A subida aos extremos, que era uma discutida prerrogativa dos Estados, emergiu com a forma de terrorismo global, que faz do martírio dos inocentes o instrumento do descrédito e violação da relação de confiança entre as sociedades civis e os governos.
Com algumas brutais e seleccionadas intervenções, esse terrorismo demonstrou a viciosa capacidade de recrutar desesperados no ambiente, tantas vezes injusto, discriminador, e sem esperança, de comunidades imigrantes, instaladas no próprio espaço ocidental, com isto afectando igualmente a relação de confiança sem a qual não se desenvolve o processo integrador.
A consciência da responsabilidade das lideranças espirituais, agindo na sociedade civil entendida como antes referimos, inspirou acções exigentes, em que não podemos deixar de referir, como inesquecível referência, a intervenção de João Paulo II. A sua histórica iniciativa de convocar para a cidade Santa de Assis os responsáveis de todas as crenças, para em conjunto meditarem sobre os valores comuns que as inspiram a favor da paz, tem neste acto a participante presença do Padre Mateus Zuppi, voz autorizado da Comunidade de Santo Egidyo, que prestou serviços extraordinários à paz em Moçambique, esse país tão presente no amor de portugueses, da Santa Sé, e de Sua Alteza Aga Khan.
Outras grandes vozes vieram dirigir-se ao mundo no nosso país, lembrando aqui a intervenção que, no ambiente de recepção da Universidade de Lisboa, se ficou a dever ao Dalai-Lama, ele também em pregação pela paz global, essa paz que não é apenas ausência de guerra.

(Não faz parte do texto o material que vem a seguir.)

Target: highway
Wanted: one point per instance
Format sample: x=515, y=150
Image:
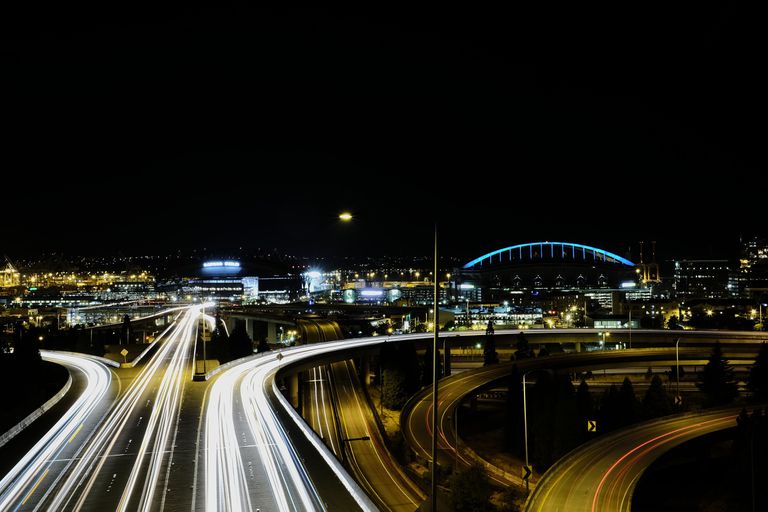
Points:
x=318, y=408
x=123, y=461
x=416, y=417
x=600, y=476
x=51, y=457
x=367, y=455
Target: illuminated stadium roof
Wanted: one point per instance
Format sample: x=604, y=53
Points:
x=547, y=251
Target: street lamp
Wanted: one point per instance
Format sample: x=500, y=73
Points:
x=435, y=355
x=677, y=368
x=525, y=425
x=346, y=217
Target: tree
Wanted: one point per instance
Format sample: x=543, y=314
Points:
x=656, y=401
x=393, y=390
x=471, y=490
x=523, y=347
x=513, y=424
x=629, y=407
x=262, y=346
x=757, y=381
x=218, y=347
x=716, y=380
x=426, y=374
x=584, y=401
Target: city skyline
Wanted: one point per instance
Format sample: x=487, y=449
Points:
x=263, y=124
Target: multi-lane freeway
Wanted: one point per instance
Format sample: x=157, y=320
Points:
x=601, y=476
x=416, y=418
x=117, y=448
x=115, y=457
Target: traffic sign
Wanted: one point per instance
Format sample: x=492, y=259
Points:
x=527, y=472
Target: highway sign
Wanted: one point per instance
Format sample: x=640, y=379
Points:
x=527, y=472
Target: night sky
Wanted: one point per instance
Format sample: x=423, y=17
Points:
x=592, y=126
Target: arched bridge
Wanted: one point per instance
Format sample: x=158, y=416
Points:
x=547, y=252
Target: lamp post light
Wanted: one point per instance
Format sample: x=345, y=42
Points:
x=525, y=426
x=435, y=355
x=346, y=217
x=677, y=368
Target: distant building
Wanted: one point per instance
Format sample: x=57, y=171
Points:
x=752, y=279
x=702, y=278
x=9, y=276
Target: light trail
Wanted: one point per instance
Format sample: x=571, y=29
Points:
x=23, y=480
x=165, y=370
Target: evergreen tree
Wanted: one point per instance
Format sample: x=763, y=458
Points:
x=758, y=374
x=218, y=346
x=125, y=331
x=471, y=491
x=609, y=409
x=629, y=406
x=656, y=401
x=262, y=346
x=523, y=347
x=426, y=369
x=586, y=405
x=716, y=380
x=393, y=390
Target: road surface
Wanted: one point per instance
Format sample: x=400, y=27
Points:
x=374, y=468
x=416, y=418
x=600, y=476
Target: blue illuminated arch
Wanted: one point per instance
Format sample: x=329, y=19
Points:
x=604, y=255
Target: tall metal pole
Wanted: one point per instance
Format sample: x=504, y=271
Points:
x=204, y=355
x=525, y=428
x=435, y=359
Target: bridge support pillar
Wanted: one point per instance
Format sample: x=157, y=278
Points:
x=447, y=358
x=293, y=390
x=366, y=367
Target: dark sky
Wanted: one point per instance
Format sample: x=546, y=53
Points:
x=151, y=130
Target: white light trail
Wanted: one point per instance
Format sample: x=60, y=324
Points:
x=33, y=467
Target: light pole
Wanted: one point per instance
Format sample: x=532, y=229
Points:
x=677, y=368
x=525, y=427
x=435, y=355
x=347, y=217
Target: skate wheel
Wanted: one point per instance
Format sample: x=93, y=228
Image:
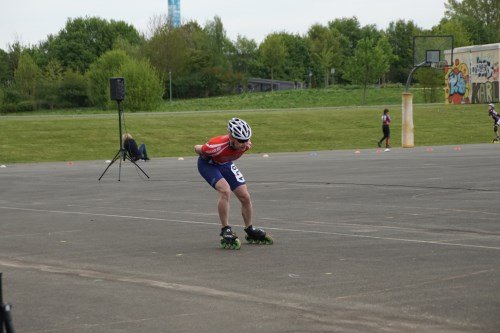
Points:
x=269, y=240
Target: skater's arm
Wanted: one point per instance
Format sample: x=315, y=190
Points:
x=197, y=149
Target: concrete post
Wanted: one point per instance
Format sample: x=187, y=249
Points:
x=407, y=126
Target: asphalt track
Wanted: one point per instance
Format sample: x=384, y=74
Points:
x=400, y=241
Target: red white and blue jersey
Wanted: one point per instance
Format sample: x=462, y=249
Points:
x=386, y=120
x=219, y=151
x=493, y=114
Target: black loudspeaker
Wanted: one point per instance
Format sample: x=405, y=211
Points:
x=117, y=88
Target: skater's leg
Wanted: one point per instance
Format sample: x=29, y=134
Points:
x=242, y=194
x=224, y=191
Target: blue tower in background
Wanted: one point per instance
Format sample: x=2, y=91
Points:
x=174, y=12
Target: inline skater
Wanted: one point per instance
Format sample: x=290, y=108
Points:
x=496, y=121
x=386, y=121
x=216, y=166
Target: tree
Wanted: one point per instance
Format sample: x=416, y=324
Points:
x=481, y=18
x=273, y=52
x=26, y=77
x=368, y=64
x=83, y=40
x=108, y=65
x=455, y=27
x=73, y=90
x=432, y=80
x=244, y=58
x=298, y=57
x=144, y=85
x=50, y=84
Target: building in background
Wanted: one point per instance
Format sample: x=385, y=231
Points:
x=473, y=77
x=174, y=12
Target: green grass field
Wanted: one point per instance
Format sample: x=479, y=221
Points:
x=42, y=138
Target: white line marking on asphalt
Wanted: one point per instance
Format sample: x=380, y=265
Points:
x=268, y=228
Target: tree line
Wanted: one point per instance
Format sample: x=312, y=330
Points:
x=72, y=68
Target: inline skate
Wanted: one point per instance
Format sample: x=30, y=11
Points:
x=229, y=239
x=257, y=236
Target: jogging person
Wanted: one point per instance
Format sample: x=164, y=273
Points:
x=496, y=121
x=386, y=121
x=216, y=166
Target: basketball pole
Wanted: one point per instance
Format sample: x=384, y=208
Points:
x=407, y=129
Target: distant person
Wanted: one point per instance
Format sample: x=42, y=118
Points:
x=135, y=153
x=215, y=165
x=386, y=121
x=496, y=121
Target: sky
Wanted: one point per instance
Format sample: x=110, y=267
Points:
x=31, y=21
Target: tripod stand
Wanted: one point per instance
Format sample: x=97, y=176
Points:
x=5, y=317
x=122, y=153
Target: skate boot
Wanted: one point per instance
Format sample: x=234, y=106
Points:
x=257, y=236
x=229, y=239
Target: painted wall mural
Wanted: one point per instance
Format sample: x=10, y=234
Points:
x=474, y=75
x=457, y=80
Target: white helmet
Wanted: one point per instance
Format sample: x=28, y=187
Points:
x=239, y=129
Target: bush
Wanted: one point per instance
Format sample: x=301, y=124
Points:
x=74, y=90
x=8, y=107
x=11, y=95
x=25, y=106
x=108, y=65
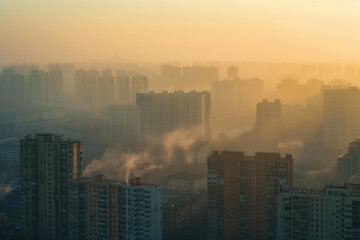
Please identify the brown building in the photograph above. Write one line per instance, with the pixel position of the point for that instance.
(184, 215)
(242, 193)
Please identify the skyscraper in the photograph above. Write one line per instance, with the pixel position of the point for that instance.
(39, 88)
(242, 193)
(106, 88)
(87, 86)
(112, 209)
(12, 88)
(56, 84)
(122, 89)
(139, 84)
(331, 213)
(349, 163)
(199, 77)
(232, 73)
(268, 118)
(224, 96)
(68, 71)
(48, 163)
(125, 120)
(341, 117)
(164, 112)
(172, 76)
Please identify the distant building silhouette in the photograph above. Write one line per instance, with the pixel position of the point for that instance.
(102, 208)
(232, 73)
(349, 163)
(331, 213)
(268, 118)
(242, 193)
(48, 163)
(164, 112)
(341, 117)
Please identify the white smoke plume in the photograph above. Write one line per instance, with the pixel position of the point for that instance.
(116, 163)
(4, 191)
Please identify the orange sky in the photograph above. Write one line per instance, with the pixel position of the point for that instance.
(186, 30)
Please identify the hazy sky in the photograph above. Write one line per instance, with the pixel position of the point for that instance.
(183, 30)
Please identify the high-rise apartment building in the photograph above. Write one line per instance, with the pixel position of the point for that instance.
(39, 88)
(172, 76)
(349, 163)
(48, 163)
(341, 117)
(291, 92)
(268, 118)
(125, 120)
(25, 69)
(331, 213)
(68, 71)
(113, 209)
(12, 88)
(87, 85)
(106, 88)
(242, 193)
(123, 89)
(224, 96)
(139, 84)
(250, 92)
(56, 84)
(164, 112)
(232, 73)
(199, 77)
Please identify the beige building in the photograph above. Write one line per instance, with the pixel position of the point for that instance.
(48, 163)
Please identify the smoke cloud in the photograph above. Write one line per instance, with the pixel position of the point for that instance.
(120, 164)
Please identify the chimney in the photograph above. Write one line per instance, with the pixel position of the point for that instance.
(136, 181)
(99, 178)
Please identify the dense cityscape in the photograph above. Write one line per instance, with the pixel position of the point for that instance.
(186, 120)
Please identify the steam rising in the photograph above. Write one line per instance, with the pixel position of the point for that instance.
(116, 163)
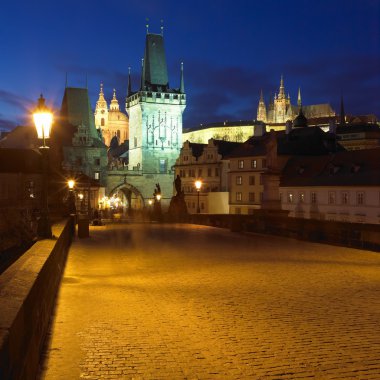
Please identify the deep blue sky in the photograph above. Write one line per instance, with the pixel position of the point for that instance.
(230, 49)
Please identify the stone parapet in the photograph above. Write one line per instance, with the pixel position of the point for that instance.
(27, 296)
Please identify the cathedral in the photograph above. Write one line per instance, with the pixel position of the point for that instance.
(111, 122)
(280, 109)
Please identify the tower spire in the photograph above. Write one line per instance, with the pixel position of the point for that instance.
(342, 114)
(281, 93)
(129, 90)
(182, 85)
(299, 101)
(142, 75)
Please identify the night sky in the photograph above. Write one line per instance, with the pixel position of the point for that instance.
(230, 49)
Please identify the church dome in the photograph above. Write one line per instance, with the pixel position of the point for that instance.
(300, 121)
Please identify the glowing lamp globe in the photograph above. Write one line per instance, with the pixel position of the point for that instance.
(43, 119)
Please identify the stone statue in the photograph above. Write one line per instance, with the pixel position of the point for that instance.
(177, 184)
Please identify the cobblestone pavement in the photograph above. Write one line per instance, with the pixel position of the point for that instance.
(192, 302)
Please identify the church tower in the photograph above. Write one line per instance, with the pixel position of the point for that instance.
(101, 111)
(281, 104)
(155, 114)
(261, 109)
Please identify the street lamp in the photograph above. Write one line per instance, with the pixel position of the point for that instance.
(198, 185)
(43, 120)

A intervenção de Sua Alteza Aga Khan tem sido paradigmática na resposta a tão grave conjuntura. Por um lado, com a impressionante rede de Fundações, projectos de ajuda ao desenvolvimento sustentado pela área da geografia da fome, presença activa nas catástrofes com que a natureza anda a chamar os poderes políticos à humildade, orienta-se sem concessões pela defesa da dignidade humana, igual para todos sem distinção de etnias, culturas, ou religião, sabendo que a miséria física e espiritual desenvolve um caldo de cultura que facilita o recrutamento de desesperados para a violência sem medida. Por outro lado, dando consistência à intervenção de autoridades carismáticas na orientação da sociedade civil que se mundializa, a defesa dos valores da paz é uma cruzada em que se empenha sem concessões. De facto podem repetir-se, como referindo-se às suas convicções, as palavras que o seu ilustre antecessor Aga Khan III, na qualidade de Presidente da Assembleia da Sociedade das Nações, ali proferiu no discurso de posse no dia 13 de Setembro de 1937: “The peaceful removal of all causes of war and the establishment of the unchallengeable empire of peace throughout the world”.
A Universidade de Évora, segura do humanismo que nela tem raízes seculares, será honrada pelo facto de uma das escutadas vozes da sociedade civil mundial, dotada do carisma institucional que lhe pertence, e da autoridade pessoal que granjeou, sendo praticante da mesma regra, proclamada na ONU por Paulo VI, de que o desenvolvimento é o novo nome da paz, venha confirmar e reforçar nesta sede que a paz é um valor cimeiro da sua liderança espiritual, um valor cuja violação, como proclamou a UNESCO, começa no coração dos homens. Por estes fundamentos, solicito ao Magnifico Reitor da Universidade de Évora, que invista na dignidade de Doutor Honoris Causa Sua Alteza o Príncipe Aga Khan, um líder da paz.